The end result of McGrath’s influences was an acclaimed theater and three Obie awards. Obies, or Off-Broadway Theater Awards, are one of the premier theatrical awards in New York.

His drive to create visually innovative and emotionally charged performances was most recently seen in McGrath’s staging of William Shakespeare’s “Othello” in November.

“This is going to be something great,” McGrath said before the show opened to the public.

“At the very least this is a show that aspires to greatness.”

A Bob McGrath production is hallmarked by the extensive and visually stimulating use of projection and multimedia. In “Othello,” sets were created with projections of columns and archways on a screen while occasional videos played over the action.

“I saw a show when I was really young that had slide projection and I thought ‘Well, that’s cool. I’ll do that.’ So I’ve always done it,” McGrath said. “It started really small with slide projections, but as

I’ve grown and the technology has grown, our style has grown. It’s just what I do.”

McGrath joined Tech’s faculty during the 2007 school year after responding to a job advertisement posted by the theatre department.

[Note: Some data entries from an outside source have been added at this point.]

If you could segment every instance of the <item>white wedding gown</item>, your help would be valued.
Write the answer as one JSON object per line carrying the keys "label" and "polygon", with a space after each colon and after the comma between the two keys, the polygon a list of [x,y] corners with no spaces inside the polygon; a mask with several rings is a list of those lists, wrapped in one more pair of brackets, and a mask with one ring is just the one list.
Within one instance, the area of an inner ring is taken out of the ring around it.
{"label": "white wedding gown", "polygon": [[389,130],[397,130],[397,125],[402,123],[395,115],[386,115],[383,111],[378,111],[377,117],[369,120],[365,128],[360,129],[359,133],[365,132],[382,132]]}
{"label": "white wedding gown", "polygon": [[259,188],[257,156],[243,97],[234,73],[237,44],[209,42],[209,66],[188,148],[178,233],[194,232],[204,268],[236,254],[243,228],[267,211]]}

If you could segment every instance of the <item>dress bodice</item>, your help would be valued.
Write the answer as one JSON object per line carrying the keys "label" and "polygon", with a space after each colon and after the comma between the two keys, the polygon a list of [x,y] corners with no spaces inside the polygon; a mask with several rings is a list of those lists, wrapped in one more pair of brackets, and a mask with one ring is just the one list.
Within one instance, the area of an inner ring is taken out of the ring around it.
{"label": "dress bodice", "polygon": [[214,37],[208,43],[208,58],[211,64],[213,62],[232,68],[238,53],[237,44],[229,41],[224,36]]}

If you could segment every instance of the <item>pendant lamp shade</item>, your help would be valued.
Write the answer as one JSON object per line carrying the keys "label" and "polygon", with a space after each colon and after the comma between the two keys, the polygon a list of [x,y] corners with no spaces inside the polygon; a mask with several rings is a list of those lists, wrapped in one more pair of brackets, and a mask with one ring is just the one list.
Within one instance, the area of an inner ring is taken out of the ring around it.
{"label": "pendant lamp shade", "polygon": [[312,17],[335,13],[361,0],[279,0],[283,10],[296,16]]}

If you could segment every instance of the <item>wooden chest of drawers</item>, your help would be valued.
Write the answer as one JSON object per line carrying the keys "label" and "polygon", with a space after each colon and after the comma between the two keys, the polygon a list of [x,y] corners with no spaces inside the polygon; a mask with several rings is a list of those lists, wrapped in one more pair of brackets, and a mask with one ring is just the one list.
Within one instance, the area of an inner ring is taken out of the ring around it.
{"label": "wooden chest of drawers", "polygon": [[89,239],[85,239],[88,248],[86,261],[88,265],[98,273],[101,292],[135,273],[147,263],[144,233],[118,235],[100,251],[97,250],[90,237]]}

“We were looking for a skilled director who had experience in the theater world and someone who could bring a wealth of world experience to our department,” said Patricia Raun, theatre department head.

McGrath’s extensive theater credits were attractive to Tech’s theatre program due to its geographic isolation from the heart of the theater world, Raun said.

“He brought a no-nonsense approach because he had not been in an academic environment before,” Raun said. “He cuts to the chase quite effectively.”

McGrath now splits his time between New York City and Blacksburg, and the director’s energy and curiosity has become a hit with the students in the theatre program.

“Bob brings a sense of reality to things,” said Bryanna Demerly, a sophomore theatre arts major who has worked with McGrath twice. “He is right up there in your face and if he doesn’t like it he will change it until he gets what he wants.”

McGrath’s straight-shooting director style is appealing, Demerly said, because it enables actors to understand the direction he would like to take the show in.

It is also an approach that has translated to his teaching method.

“As a teacher, he is a lot of fun,” Demerly said. “He’s realistic about this stuff, and he tells it like it is.”

Though McGrath is a busy man, juggling his work between New York and Virginia, it is something that he takes in stride. He wouldn’t have it any other way.

“It’s just, I burn the candle at both ends, really,” he said with a smile.